The LP begins with ‘Luna’ which has a beat cycle a step away from Jungle. (If the drum and double bass genre didn’t already exist, Shards Of Reason just invented it.) The music overlaps an old, 1960’s, US, Space Race speech that I suspect was Kennedy. I’ve always had a thing for the ‘speech with music’ ensemble going back to the days of Ambrose Reynolds (of Pink Industry). Luna is also my wife’s nickname so I’m biased. (Sue me, I’m not worth a nickel anyway)
Shards Of Reason have presented us their own Lunar Suite with this album. Satellites could be a modern day successor to Holst. Fans of n5MD stalwarts SubtractiveLAD and Arc Lab will find much to interest them on this album, particularly on material such as ‘Early Morning Eruption…’ which shifts more toward Vangelis territory. ‘Phobos & Deimos’ are rendered more ghosts of mars, than moons in flickering, ephemeral glory. ‘Cryogenic Slumbers’ is another delight. Again it’s like a symphony – this time Górecki’s more hopeful alter-ego.

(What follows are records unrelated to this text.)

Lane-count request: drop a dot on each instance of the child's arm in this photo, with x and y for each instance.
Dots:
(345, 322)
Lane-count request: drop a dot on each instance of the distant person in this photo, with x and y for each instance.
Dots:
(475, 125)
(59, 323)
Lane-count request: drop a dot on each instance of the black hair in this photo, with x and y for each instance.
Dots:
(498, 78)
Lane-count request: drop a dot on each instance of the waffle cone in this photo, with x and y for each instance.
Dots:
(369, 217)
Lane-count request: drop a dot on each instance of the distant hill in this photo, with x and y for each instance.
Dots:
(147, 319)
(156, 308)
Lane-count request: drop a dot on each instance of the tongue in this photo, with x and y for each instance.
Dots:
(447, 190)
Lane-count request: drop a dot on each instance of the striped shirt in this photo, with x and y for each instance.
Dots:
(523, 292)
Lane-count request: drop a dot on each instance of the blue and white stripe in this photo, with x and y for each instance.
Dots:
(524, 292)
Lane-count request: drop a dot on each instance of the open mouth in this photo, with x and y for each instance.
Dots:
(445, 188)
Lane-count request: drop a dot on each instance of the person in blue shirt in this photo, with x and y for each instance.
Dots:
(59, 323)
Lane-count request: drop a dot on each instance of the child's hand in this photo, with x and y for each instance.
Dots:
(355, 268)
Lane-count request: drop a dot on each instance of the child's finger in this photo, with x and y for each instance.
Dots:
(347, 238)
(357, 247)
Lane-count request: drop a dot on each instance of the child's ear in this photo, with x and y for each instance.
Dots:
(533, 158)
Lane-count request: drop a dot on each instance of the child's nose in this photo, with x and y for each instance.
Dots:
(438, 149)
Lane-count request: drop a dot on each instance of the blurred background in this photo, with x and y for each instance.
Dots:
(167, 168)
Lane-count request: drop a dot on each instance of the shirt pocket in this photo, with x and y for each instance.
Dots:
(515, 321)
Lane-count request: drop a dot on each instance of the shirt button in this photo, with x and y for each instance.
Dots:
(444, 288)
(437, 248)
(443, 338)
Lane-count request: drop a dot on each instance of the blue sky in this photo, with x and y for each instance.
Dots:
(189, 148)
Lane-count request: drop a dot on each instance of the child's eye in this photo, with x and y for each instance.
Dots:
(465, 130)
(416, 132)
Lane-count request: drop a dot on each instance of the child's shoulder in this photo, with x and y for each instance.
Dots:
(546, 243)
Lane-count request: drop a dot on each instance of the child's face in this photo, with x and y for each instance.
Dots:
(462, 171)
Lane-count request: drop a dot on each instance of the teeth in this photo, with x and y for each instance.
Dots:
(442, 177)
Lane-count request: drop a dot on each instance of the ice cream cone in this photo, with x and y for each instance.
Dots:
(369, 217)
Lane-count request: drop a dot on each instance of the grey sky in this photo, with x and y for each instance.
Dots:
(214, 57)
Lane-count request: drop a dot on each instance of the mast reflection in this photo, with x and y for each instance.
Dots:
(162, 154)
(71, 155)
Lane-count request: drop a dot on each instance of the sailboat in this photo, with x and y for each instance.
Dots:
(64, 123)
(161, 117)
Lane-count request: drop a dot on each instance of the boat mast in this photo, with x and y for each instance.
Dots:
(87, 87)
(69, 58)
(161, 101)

The more urgent, beat-laden pieces (such as ‘Final Descent To Triton’) nudge the record subtly toward Psychedelic Space rock. Not to the extent of an Ash Ra Tempel, but maybe something Robert Fripp might have conjured if Pro Tools had existed in the Seventies. I think these pieces would suit documentary or gaming. Then it’s back to gentle ambience. But Just when the album threatens to become innocuous (‘Ice Station Europa’) it re-rails with the beautiful piano refrain of ‘Io Fly-by’. Wowser! (Can I say that?) Traces of Erik Satie here. The jazz influences return and remain for album closer ‘Hydra’.
There’s a lot of junk orbiting our planet. Thankfully this album doesn’t add to that. After reams of weighty, provocative and too clever by half ambient offerings of late it’s nice to get back to something uncomplicated yet crafted. With a band name suggestive of fragmented sanity, don’t expect a jarring, wrong footing, cattle prod to the head, mindfuck of a listen. Satellites is unafraid to be relaxing and melodic in the way classic old-school, back in the days when it was called “new age”, ambient, was supposed to be. Escapist? Of course it is. The album offers any number of escapes. Ten tracks, ten outposts, and a whole universe utterly divorced from the humdrum of modern life.
I now plan to watch the end sequence of Solaris with the sound muted, and this playing instead. I offer no apology for this behaviour.